Ukraine: Indien auf europäische Seite bekommen
Bei den bilateralen Gesprächen zwischen Narendra Modi und Kommissionspräsidentin Ursula von der Leyen wird die Ukraine im Mittelpunkt stehen. Die EU wird versuchen, Indien für ihre Sache zu gewinnen, v.a. vor dem Hintergrund der Friedensverhandlungen zwischen Russland und den USA, von denen die Europäer derzeit ausgeschlossen sind.

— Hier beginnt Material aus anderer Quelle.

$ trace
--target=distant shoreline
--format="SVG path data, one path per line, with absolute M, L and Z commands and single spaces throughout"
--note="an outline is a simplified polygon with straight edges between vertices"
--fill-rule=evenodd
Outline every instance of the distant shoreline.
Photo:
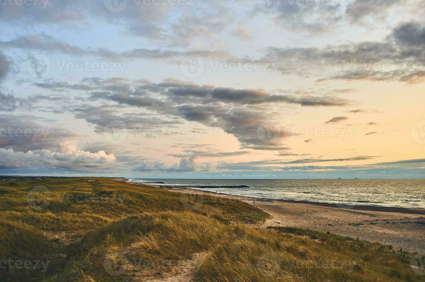
M 252 196 L 242 196 L 241 195 L 237 195 L 232 194 L 230 194 L 228 193 L 216 193 L 214 192 L 212 192 L 210 191 L 208 191 L 207 190 L 204 190 L 200 188 L 197 189 L 194 188 L 190 187 L 187 187 L 184 186 L 180 186 L 180 185 L 157 185 L 157 184 L 146 184 L 146 183 L 141 183 L 138 182 L 134 182 L 132 181 L 128 181 L 130 179 L 116 179 L 117 180 L 121 180 L 123 181 L 125 181 L 128 183 L 133 183 L 134 184 L 142 184 L 145 185 L 147 186 L 153 186 L 154 187 L 156 187 L 157 188 L 159 188 L 160 186 L 165 186 L 169 187 L 171 187 L 172 191 L 178 191 L 178 190 L 190 190 L 193 191 L 194 192 L 197 192 L 198 193 L 199 193 L 200 192 L 202 193 L 204 193 L 206 194 L 210 194 L 212 195 L 226 195 L 227 196 L 230 196 L 232 197 L 235 197 L 236 198 L 241 198 L 240 199 L 244 200 L 245 201 L 246 200 L 256 200 L 258 201 L 275 201 L 277 202 L 282 202 L 284 203 L 291 203 L 293 204 L 306 204 L 309 205 L 314 205 L 315 206 L 319 206 L 324 207 L 334 208 L 337 209 L 344 209 L 344 207 L 346 207 L 346 209 L 349 209 L 351 210 L 366 210 L 370 211 L 374 211 L 374 212 L 399 212 L 400 213 L 408 213 L 412 214 L 418 214 L 418 215 L 425 215 L 425 209 L 422 209 L 421 208 L 403 208 L 403 207 L 382 207 L 380 206 L 367 206 L 365 205 L 346 205 L 345 204 L 332 204 L 330 203 L 324 203 L 321 202 L 314 202 L 311 201 L 296 201 L 294 200 L 284 200 L 283 199 L 275 199 L 272 198 L 260 198 L 258 197 L 255 197 Z

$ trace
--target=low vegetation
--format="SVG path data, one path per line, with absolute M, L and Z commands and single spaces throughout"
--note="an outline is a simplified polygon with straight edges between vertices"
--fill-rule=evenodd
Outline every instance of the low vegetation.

Die Ukraine bleibt jedoch ein heikles Thema zwischen den beiden Verhandlungsseiten, da Indien - ein historischer Verbündeter Russlands - eine "Äquidistanz" zu beiden Seiten des Konflikts beibehält. Indien enthielt sich bei der UN-Resolution vom Montag, in der die russische Aggression verurteilt und der sofortige Rückzug von Putins Truppen aus der Ukraine gefordert wurde. Die USA stimmten jedoch gegen diese Resolution und verstärkten damit den Druck auf die EU, in einer Zeit sich verändernder Allianzen neue Handelsbeziehungen zu knüpfen.
"Die Europäer werden versuchen, ihre indischen Kollegen davon zu überzeugen, dass die Sicherheit der Ukraine für die Sicherheit der EU und Indiens von Bedeutung ist", betonte ein hochrangiger Abgeordneter. Er fügte hinzu: "Wir sind die Verfechter von Sicherheit und Frieden in der Ukraine. Wir sehen Indien als einen wichtigen Partner, wenn es darum geht, sich für einen dauerhaften Frieden einzusetzen."
Ein weiterer Punkt, den Von der Leyen ansprechen wird, sind die Sanktionen, die die EU gegen Russland aufrechterhält, und die Durchsetzung dieser Sanktionen durch Indien. Die EU hat Sanktionen gegen indische Unternehmen verhängt, die die bestehenden Maßnahmen umgangen haben. "Wir wollen sicherstellen, dass diese Sanktionen wirksam sind", sagte der Abgeordnete.